Begitu dengan Hans Kwee, Direktur Investa Saran Mandiri, dia menilai penurunan harga minyak tersebut akan mendorong emiten penerbangan pelat merah ini bisa membukukan kinerja yang lebih positif tahun ini.
Kendati demikian, Hans dan Thennesia mengingatkan penurunan harga minyak juga bisa membawa dampak negatif secara tidak langsung bagi perseroan. Jika harga minyak terus merosot maka akan diikuti oleh harga komoditas lainnya sehingga bisa berdampak pada perlambatan ekonomi Indonesia. "Jika ekonomi melambat maka minat orang untuk bepergian akan turun," ujar Hans.
Namun Hans melihat dampak negatif tersebut tidaklah terlalu besar. Sementara ketiganya tantangan utama GIAA tahun ini ada pada nilai tukar. Jika nilai tukar bergejolak maka akan menekan kinerja perseroan karena sebagian besar pengeluarannya menggunakan dollar AS, sementara pendapatan perseroan lebih banyak dalam rupiah.
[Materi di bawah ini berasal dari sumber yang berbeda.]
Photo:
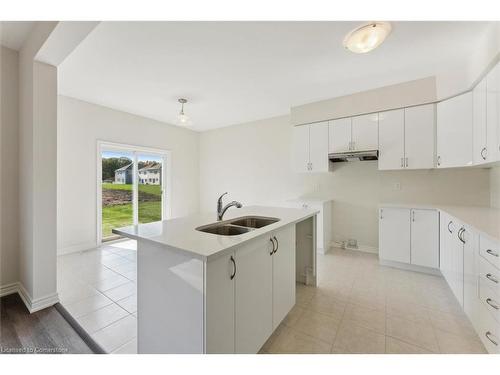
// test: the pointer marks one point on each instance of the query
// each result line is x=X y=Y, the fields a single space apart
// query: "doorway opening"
x=133 y=187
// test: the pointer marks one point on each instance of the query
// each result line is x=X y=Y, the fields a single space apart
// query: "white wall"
x=253 y=162
x=9 y=167
x=37 y=172
x=80 y=125
x=495 y=187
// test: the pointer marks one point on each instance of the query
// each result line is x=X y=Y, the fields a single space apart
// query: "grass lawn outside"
x=121 y=215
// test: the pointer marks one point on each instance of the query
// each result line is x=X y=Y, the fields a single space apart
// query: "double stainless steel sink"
x=237 y=226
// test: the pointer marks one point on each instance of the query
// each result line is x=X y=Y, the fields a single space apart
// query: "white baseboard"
x=32 y=304
x=8 y=289
x=76 y=248
x=410 y=267
x=361 y=247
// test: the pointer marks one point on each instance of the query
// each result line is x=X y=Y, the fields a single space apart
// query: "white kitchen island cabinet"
x=201 y=292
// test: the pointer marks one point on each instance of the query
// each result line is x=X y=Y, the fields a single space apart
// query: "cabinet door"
x=480 y=147
x=283 y=274
x=391 y=139
x=340 y=135
x=446 y=229
x=425 y=238
x=394 y=234
x=457 y=264
x=454 y=132
x=493 y=113
x=253 y=295
x=419 y=137
x=220 y=305
x=300 y=148
x=471 y=275
x=365 y=132
x=318 y=147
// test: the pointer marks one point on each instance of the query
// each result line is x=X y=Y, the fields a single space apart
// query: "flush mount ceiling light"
x=182 y=118
x=367 y=37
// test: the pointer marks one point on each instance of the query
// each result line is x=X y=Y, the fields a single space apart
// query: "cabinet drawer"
x=489 y=275
x=490 y=299
x=489 y=331
x=490 y=250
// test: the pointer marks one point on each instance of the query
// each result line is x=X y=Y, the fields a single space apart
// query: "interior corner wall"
x=35 y=249
x=80 y=126
x=9 y=244
x=259 y=170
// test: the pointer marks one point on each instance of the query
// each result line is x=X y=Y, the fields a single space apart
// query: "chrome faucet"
x=221 y=210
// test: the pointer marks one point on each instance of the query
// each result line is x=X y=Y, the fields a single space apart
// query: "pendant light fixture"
x=367 y=37
x=182 y=118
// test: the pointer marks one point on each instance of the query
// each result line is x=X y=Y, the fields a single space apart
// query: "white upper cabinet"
x=340 y=135
x=419 y=137
x=310 y=147
x=493 y=113
x=364 y=132
x=406 y=138
x=391 y=140
x=480 y=146
x=454 y=131
x=318 y=147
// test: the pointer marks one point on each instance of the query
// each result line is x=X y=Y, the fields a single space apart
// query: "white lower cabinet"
x=394 y=234
x=409 y=236
x=253 y=295
x=452 y=256
x=471 y=275
x=220 y=305
x=249 y=292
x=283 y=260
x=425 y=238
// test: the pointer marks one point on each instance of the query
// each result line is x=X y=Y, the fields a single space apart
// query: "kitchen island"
x=223 y=291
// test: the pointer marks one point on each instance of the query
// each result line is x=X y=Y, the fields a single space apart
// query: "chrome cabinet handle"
x=277 y=245
x=482 y=153
x=491 y=252
x=490 y=277
x=234 y=267
x=488 y=334
x=489 y=302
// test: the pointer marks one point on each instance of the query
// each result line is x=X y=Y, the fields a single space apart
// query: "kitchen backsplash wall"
x=253 y=163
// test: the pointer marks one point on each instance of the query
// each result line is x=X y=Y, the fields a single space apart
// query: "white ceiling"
x=234 y=72
x=14 y=33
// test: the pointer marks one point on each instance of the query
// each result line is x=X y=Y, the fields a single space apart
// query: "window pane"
x=150 y=187
x=117 y=172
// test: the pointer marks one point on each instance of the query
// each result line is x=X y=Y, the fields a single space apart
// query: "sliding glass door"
x=132 y=188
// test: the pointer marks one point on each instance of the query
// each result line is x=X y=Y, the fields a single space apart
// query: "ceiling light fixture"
x=182 y=118
x=367 y=37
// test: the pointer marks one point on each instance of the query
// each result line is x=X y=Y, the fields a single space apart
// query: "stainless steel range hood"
x=353 y=156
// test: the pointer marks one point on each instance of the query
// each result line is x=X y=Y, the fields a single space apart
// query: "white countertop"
x=483 y=219
x=181 y=234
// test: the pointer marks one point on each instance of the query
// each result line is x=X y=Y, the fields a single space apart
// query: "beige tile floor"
x=358 y=306
x=362 y=307
x=98 y=288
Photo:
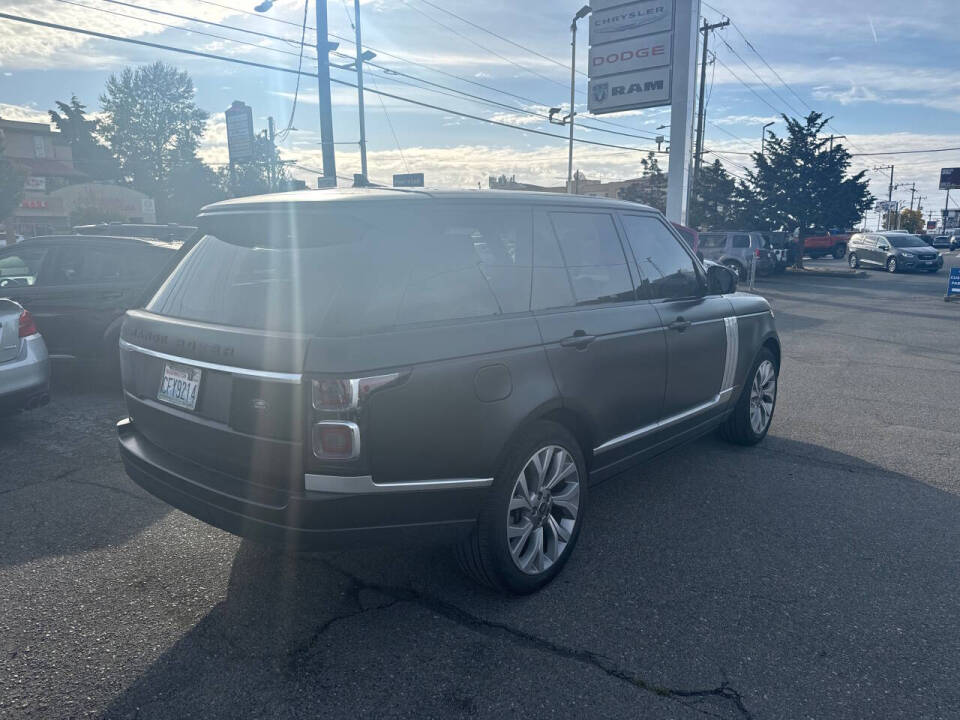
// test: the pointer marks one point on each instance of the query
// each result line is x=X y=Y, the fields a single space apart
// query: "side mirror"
x=721 y=280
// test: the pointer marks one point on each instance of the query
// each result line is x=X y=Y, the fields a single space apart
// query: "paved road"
x=815 y=576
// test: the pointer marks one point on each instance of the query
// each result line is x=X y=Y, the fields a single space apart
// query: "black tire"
x=485 y=555
x=737 y=428
x=737 y=268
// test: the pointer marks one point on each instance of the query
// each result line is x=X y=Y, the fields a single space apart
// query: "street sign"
x=631 y=54
x=950 y=179
x=240 y=136
x=408 y=180
x=953 y=284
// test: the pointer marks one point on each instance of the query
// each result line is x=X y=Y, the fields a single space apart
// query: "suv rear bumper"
x=305 y=520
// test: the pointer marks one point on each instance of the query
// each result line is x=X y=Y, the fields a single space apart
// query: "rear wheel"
x=750 y=420
x=531 y=520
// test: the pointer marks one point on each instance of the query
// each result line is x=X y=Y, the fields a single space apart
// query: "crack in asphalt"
x=519 y=637
x=58 y=476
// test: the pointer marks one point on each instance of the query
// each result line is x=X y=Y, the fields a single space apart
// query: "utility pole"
x=324 y=46
x=763 y=136
x=272 y=167
x=889 y=191
x=701 y=112
x=363 y=128
x=581 y=13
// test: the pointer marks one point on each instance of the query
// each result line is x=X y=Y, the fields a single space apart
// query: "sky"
x=888 y=74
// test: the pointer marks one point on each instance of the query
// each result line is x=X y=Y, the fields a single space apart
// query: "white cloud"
x=23 y=113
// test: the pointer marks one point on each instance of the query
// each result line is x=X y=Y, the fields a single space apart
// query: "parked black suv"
x=78 y=287
x=893 y=251
x=326 y=369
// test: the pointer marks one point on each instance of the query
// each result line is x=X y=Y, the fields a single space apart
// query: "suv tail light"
x=27 y=326
x=336 y=440
x=335 y=406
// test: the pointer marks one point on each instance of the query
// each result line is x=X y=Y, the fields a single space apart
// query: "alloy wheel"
x=763 y=394
x=544 y=508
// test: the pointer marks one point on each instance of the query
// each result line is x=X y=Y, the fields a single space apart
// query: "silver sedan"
x=24 y=366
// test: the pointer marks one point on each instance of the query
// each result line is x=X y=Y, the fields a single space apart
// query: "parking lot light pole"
x=763 y=135
x=581 y=13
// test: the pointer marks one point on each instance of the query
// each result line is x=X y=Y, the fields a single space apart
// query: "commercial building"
x=56 y=194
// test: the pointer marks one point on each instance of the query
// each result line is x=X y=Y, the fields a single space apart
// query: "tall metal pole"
x=682 y=87
x=323 y=93
x=890 y=200
x=363 y=129
x=573 y=81
x=702 y=111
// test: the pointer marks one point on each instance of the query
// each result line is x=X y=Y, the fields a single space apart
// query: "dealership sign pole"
x=642 y=55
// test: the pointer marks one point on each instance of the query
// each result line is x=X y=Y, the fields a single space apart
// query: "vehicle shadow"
x=785 y=580
x=63 y=489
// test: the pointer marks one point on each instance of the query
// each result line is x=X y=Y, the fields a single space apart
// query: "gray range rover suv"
x=334 y=368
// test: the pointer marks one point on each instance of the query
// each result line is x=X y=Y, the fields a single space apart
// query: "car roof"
x=100 y=239
x=315 y=198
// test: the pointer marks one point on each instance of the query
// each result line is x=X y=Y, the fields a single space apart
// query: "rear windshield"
x=905 y=241
x=354 y=272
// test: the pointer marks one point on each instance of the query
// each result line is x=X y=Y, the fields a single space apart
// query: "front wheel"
x=750 y=420
x=532 y=517
x=738 y=269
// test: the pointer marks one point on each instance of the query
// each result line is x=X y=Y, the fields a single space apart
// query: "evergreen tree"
x=800 y=183
x=652 y=188
x=713 y=201
x=89 y=155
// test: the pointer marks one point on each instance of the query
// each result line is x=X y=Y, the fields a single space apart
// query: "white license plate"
x=179 y=385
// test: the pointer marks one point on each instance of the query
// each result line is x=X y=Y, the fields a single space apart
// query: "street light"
x=763 y=135
x=581 y=13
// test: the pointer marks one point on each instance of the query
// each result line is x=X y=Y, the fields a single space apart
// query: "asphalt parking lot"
x=813 y=576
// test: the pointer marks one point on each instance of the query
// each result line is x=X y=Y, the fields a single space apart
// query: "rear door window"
x=594 y=257
x=82 y=264
x=21 y=268
x=712 y=240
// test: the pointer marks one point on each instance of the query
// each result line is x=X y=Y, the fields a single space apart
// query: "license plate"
x=179 y=385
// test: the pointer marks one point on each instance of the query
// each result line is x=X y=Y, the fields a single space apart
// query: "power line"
x=171 y=27
x=296 y=92
x=301 y=44
x=265 y=66
x=759 y=97
x=486 y=49
x=757 y=75
x=501 y=37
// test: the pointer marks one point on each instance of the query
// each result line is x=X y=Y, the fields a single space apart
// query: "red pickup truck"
x=833 y=242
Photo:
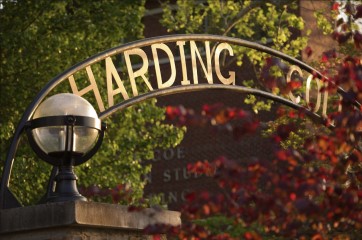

Franky mengatakan, hampir 70% pengeluaran GIAA menggunakan dollar AS dan penerimaan dalam rupiah mencapai sekitar 60%. Sehingga ketika nilai tukar bergejolak akan berdampak negatif pada kinerja perseroan.
"Sebetulnya tidak masalah masih menguat karena mereka bisa mengatasi itu dengan menaikkan harga tiket. Yang jadi masalah adalah ketika nilai tukar terus berfluktuasi," jelas Franky.
Sementara Hans memperkirakan tahun ini nilai tukar akan cenderung stabil. Oleh karena itu, prospek GIAA tahun ini menurutnya akan cukup positif. Dia menargetkan pendapatan GIAA tahun ini bisa tumbuh 15% dan laba bersih ditargetkan tumbuh 10%.
Thennesia juga melihat prospek kinerja GIAA tahun ini akan positif yang akan ditopang oleh penurunan harga minyak, restrukturisasi yang dilakukan perseroan serta penambahan rute-rute baru. Dia memperkirakan laba bersih perseroan tahun 2015 akan mencapai US$ 78 juta dan tahun ini ditargetkan tumbuh 11%. Sementara pendapatan tahun lalu diperkirakan akan tumbuh 12% dan tahun ini ditargetkan tumbuh 5%.